Activation of c‐Jun‐N‐terminal‐kinase is crucial for the induction of a cell cycle arrest in human colon carcinoma cells caused by flurbiprofen enantiomers

The unselective cyclooxygenase (COX) inhibitor S‐flurbiprofen and its—in terms of COX‐inhibition—“inactive” enantiomer R‐flurbiprofen have been previously found to inhibit tumor development and growth in various animal models. The underlying mechanisms are unknown.
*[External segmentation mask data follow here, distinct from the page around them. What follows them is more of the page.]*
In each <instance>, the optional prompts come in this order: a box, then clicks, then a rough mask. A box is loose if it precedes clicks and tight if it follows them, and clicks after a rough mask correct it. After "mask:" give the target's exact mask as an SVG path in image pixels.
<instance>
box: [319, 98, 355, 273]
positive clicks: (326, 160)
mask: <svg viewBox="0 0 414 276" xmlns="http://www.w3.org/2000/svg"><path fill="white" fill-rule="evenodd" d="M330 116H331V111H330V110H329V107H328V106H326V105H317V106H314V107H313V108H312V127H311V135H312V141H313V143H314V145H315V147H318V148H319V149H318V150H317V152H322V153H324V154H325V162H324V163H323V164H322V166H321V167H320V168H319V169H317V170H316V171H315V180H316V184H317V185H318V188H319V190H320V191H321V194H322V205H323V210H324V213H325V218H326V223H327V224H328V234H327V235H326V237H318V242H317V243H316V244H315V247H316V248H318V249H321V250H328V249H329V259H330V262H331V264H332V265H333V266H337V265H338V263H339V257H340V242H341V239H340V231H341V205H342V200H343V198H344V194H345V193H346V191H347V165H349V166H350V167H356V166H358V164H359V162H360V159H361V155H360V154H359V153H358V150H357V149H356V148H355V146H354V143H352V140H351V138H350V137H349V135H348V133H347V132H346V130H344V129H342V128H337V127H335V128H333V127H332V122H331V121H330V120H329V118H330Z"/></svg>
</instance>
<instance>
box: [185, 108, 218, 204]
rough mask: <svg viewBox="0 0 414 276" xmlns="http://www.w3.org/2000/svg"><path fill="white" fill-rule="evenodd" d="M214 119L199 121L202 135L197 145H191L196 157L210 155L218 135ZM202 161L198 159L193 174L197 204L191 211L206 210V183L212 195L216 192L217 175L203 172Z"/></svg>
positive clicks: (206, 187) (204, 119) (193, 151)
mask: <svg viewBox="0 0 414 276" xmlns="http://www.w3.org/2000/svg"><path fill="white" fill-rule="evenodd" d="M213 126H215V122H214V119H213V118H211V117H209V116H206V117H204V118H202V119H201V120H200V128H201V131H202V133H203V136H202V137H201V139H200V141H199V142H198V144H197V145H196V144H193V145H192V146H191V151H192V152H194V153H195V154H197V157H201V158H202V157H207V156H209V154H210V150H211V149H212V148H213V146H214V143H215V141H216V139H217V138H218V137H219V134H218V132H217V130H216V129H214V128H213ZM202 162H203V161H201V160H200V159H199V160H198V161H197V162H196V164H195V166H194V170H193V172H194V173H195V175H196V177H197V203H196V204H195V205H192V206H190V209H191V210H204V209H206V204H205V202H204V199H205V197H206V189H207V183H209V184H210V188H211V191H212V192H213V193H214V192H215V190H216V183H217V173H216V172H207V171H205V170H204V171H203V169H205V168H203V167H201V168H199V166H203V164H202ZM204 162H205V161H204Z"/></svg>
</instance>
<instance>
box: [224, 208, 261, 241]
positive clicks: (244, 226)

Here, we show that both R‐ and S‐flurbiprofen reduce survival of three colon cancer cell lines, which differ in the expression of COX‐2 (HCT‐15, no COX‐2; Caco‐2, inducible COX‐2; and HT‐29, constitutive COX‐2). The IC 50 for S‐ and R‐flurbiprofen ranged from 250 to 450 µM. Both flurbiprofen enantiomers induced apoptosis in all three cell lines as indicated by DNA‐ and PARP‐cleavage. In addition, R‐ and S‐flurbiprofen caused a G 1 ‐cell cycle block. The latter was associated with an activation of c‐Jun N‐terminal kinase (JNK), an increase of the DNA binding activity of the transcription factor AP‐1 and down‐regulation of cyclin D1 expression. Western blot analysis, as well as supershift experiments, revealed that the AP‐1 activation was associated with a change of AP‐1 composition toward an increase of JunB. The JNK inhibitor SP600125 antagonized R‐ and S‐flurbiprofen‐induced AP‐1 DNA binding, suppression of cyclin D1 expression, and the G 1 ‐cell cycle block. However, JNK inhibition had no effect on flurbiprofen‐induced apoptosis. Hence, the cell cycle arrest is obviously mediated, at least in part, through JNK‐activation, whereas R‐ and S‐flurbiprofen‐induced apoptosis is largely independent of JNK. Although in vitro effects of R‐and S‐flurbiprofen were indistinguishable, only R‐flurbiprofen inhibited HCT‐15 tumor growth in nude mice, suggesting the involvement of additional in vivo targets, which are differently affected by R‐ and S‐flurbiprofen.